LES PLANTES CÉLÈBRES OU LÉGENDAIRES

Voici une note intéressante extraite de l’un des ouvrages du savant voyageur de Humboldt, concernant la préparation du curare :

« Lorsque nous arrivâmes à l’Esméralda, la plupart des Indiens revenaient d’une expédition qu’ils avaient faite dans la région de l’Est, pour en rapporter la liane qui fournit le curare. L’Indien qui devait nous renseigner est connu dans la mission sous le nom de maître du poison.

« — Je sais, me dit-il, que les blancs ont le secret de fabriquer une certaine poudre noire qui a le défaut de faire du bruit, et fait fuir les animaux si on les manque. Le curare que nous préparons de père en fils est supérieur à ce que vous faites. C’est le suc d’une herbe qui tue tout bas, sans que l’on sache d’où le coup est parti. »
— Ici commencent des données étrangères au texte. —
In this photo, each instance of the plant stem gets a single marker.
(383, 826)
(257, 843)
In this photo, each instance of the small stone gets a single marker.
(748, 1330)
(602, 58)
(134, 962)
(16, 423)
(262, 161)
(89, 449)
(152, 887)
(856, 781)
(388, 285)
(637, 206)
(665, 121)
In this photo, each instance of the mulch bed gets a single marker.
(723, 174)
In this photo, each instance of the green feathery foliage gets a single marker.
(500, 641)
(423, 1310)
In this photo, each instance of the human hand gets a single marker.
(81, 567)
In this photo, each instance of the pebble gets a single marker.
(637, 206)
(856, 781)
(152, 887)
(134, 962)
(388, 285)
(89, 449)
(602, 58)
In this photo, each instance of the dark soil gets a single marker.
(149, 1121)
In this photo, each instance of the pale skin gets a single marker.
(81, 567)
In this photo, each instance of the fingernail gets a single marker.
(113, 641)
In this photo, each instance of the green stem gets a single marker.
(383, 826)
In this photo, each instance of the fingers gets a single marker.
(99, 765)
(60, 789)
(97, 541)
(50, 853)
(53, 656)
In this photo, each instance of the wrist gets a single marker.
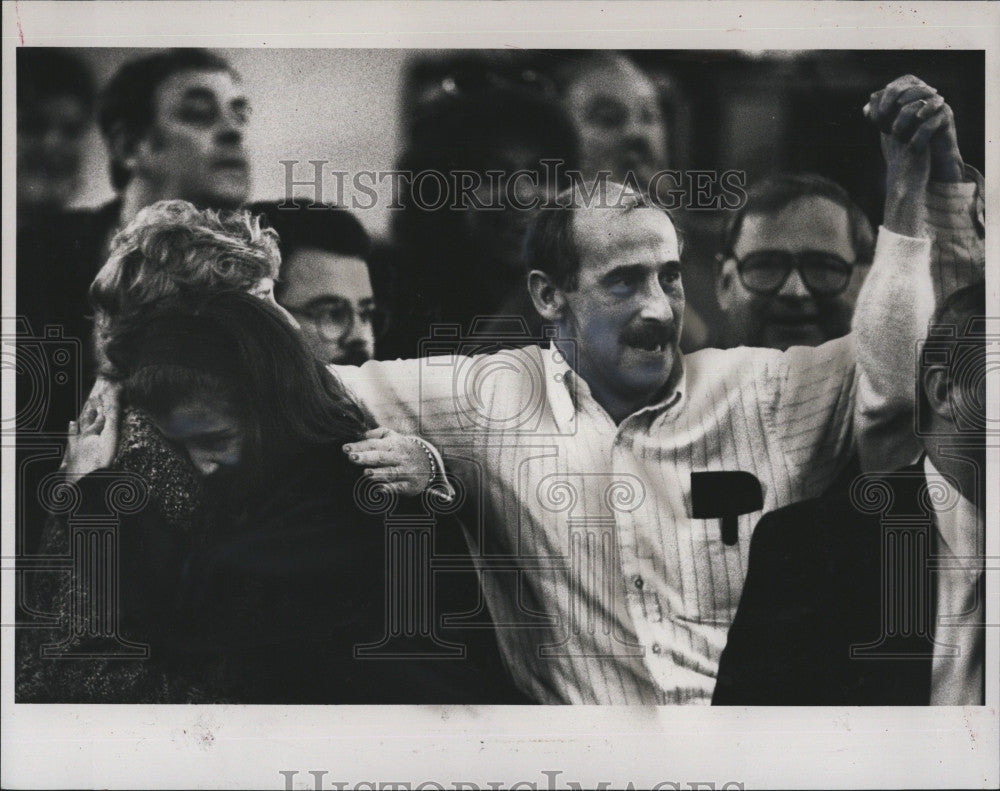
(432, 478)
(904, 215)
(950, 172)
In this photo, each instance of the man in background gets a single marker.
(825, 617)
(55, 104)
(173, 123)
(793, 261)
(324, 281)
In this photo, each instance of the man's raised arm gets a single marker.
(927, 244)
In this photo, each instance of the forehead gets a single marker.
(808, 223)
(221, 84)
(311, 273)
(606, 238)
(197, 415)
(614, 80)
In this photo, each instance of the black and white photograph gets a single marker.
(383, 382)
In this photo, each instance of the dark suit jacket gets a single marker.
(815, 589)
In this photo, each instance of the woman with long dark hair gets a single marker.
(269, 594)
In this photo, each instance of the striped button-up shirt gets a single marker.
(603, 584)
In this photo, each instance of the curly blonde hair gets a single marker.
(172, 249)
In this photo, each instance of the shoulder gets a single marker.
(734, 367)
(820, 528)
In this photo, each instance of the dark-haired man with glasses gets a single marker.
(324, 281)
(794, 259)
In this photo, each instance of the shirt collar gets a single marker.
(565, 389)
« C’est avec le suc d’une liane appelée béjuco que l’on compose ce fameux poison que l’Indien se glorifiait de savoir fabriquer. Cette plante croit en abondance sur la rive de l’Orénoque, au delà du Rio Annaguaca. C’est dans l’écorce que se trouve le redoutable suc. Les raclures de cette écorce sont broyées sur une pierre, puis l’on en fait une infusion à froid dont le liquide jaunâtre est filtré goutte à goutte dans un entonnoir en feuille de bananier. C’est ce liquide qui est la liqueur vénéneuse ; mais celle-ci n’acquiert toute sa force que lorsqu’elle est concentrée par évaporation faite sur le feu. »

Toutefois ce suc, quelque concentré qu’il soit, n’étant pas assez épais pour s’attacher à la pointe des flèches, on y mêle le jus d’une autre plante, suc visqueux et gluant, au contact duquel l’infusion bouillante noircit et se coagule en un sirop qui durcit en se refroidissant et c’est ce sirop coagulé qu’on vend dans le commerce sous le nom de curare.
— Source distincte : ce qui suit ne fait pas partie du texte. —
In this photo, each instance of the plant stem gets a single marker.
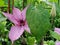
(8, 6)
(41, 43)
(12, 5)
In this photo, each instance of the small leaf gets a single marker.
(55, 35)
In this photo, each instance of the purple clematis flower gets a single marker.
(57, 43)
(57, 30)
(20, 24)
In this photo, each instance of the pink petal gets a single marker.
(10, 17)
(57, 43)
(26, 27)
(17, 13)
(57, 30)
(15, 33)
(24, 13)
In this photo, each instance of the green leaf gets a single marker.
(1, 3)
(38, 21)
(55, 35)
(30, 40)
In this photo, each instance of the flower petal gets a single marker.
(10, 17)
(15, 33)
(26, 27)
(24, 12)
(57, 43)
(57, 30)
(17, 13)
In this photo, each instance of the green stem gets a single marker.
(8, 6)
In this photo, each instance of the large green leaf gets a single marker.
(55, 35)
(38, 21)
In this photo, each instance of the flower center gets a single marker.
(22, 23)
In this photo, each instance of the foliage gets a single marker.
(38, 18)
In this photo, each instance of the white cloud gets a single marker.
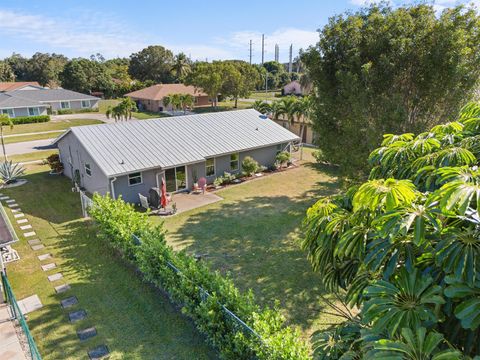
(88, 33)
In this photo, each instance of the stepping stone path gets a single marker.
(98, 353)
(33, 302)
(55, 277)
(44, 257)
(62, 288)
(87, 333)
(77, 315)
(49, 267)
(69, 302)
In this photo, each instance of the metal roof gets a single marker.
(130, 146)
(51, 95)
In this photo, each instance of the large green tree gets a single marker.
(385, 70)
(404, 248)
(152, 63)
(6, 72)
(85, 76)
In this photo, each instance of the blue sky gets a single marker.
(211, 29)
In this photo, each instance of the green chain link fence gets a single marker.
(17, 314)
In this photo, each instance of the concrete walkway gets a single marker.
(26, 147)
(39, 132)
(10, 347)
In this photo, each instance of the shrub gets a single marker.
(9, 172)
(55, 163)
(30, 119)
(76, 111)
(201, 292)
(249, 166)
(283, 158)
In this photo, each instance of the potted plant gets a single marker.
(55, 164)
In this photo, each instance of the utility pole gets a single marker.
(250, 52)
(263, 48)
(290, 59)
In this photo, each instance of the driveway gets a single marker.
(28, 146)
(94, 116)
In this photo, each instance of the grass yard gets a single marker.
(135, 321)
(37, 155)
(254, 234)
(48, 126)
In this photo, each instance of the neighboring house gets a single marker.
(23, 102)
(293, 88)
(151, 98)
(129, 158)
(19, 85)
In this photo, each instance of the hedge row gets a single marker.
(118, 221)
(30, 119)
(76, 111)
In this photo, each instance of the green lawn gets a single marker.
(254, 234)
(47, 126)
(37, 155)
(134, 320)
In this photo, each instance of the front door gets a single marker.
(176, 179)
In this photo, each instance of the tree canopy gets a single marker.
(383, 70)
(152, 63)
(404, 247)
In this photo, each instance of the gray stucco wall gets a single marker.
(73, 156)
(130, 193)
(24, 111)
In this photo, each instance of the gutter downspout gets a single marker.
(112, 187)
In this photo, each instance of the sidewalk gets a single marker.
(10, 347)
Cette substance a été successivement étudiée, analysée par des chimistes et physiologistes français, parmi lesquels figurent les noms de Pelouze, de Boussingault, de Claude Bernard surtout, dont l’étude, autrefois publiée par la Revue des Deux Mondes, est restée l’un des documents les plus complets qu’aient fournis les travaux dont ce mystérieux poison a été l’objet pendant nombre d’années. L’on ne saurait imaginer, dit Claude Bernard, que nous citons de mémoire, une mort plus horrible que celle qu’occasionne cette redoutable substance, dont la propriété caractéristique est d’immobiliser le système nerveux, si bien que le patient, qui ne saurait se faire illusion sur le sort qui l’attend, assiste, dans toute la plénitude de ses facultés, à l’approche inéluctable de cette mort qui lentement envahit tous ses organes qu’enchaîne la paralysie. Ses membres inertes se refroidissent graduellement, la vie se réfugie dans sa tête dont les yeux seuls fonctionnent, dont l’intelligence persiste et ne s’éteint qu’avec le dernier soupir, dans l’angoisse inexprimable d’une impuissance qu’aucun moyen, que nul remède ne sauraient galvaniser.
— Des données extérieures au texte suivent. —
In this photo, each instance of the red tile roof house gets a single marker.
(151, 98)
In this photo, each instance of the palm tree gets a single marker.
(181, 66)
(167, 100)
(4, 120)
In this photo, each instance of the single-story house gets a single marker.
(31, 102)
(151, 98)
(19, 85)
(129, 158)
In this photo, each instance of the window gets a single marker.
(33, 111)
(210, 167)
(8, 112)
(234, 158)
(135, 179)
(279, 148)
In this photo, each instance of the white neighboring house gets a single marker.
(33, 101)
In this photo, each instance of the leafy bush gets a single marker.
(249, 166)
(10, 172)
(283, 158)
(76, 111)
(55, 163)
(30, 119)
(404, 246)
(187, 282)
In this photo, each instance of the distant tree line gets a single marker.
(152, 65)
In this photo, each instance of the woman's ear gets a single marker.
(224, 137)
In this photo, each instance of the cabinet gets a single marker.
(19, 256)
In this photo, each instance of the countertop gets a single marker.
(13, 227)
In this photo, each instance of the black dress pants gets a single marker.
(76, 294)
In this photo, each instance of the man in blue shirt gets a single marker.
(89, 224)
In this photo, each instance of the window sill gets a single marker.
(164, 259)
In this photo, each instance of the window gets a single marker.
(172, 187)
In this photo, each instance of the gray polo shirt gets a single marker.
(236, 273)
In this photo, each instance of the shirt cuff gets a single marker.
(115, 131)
Le Pavot (Papaver). — Du mot celtique papa, bouillie, par allusion à l’ancien et détestable usage de mettre des capsules de pavot dans la bouillie des enfants.

Le pavot, qui appartient à la famille des papavéracées, est une jolie plante d’un vert gai, parfois quelque peu grisâtre. Les deux espèces les plus connues sont le pavot coquelicot, dont les quatre pétales d’un

  1. Voir les nos 137 et suivants.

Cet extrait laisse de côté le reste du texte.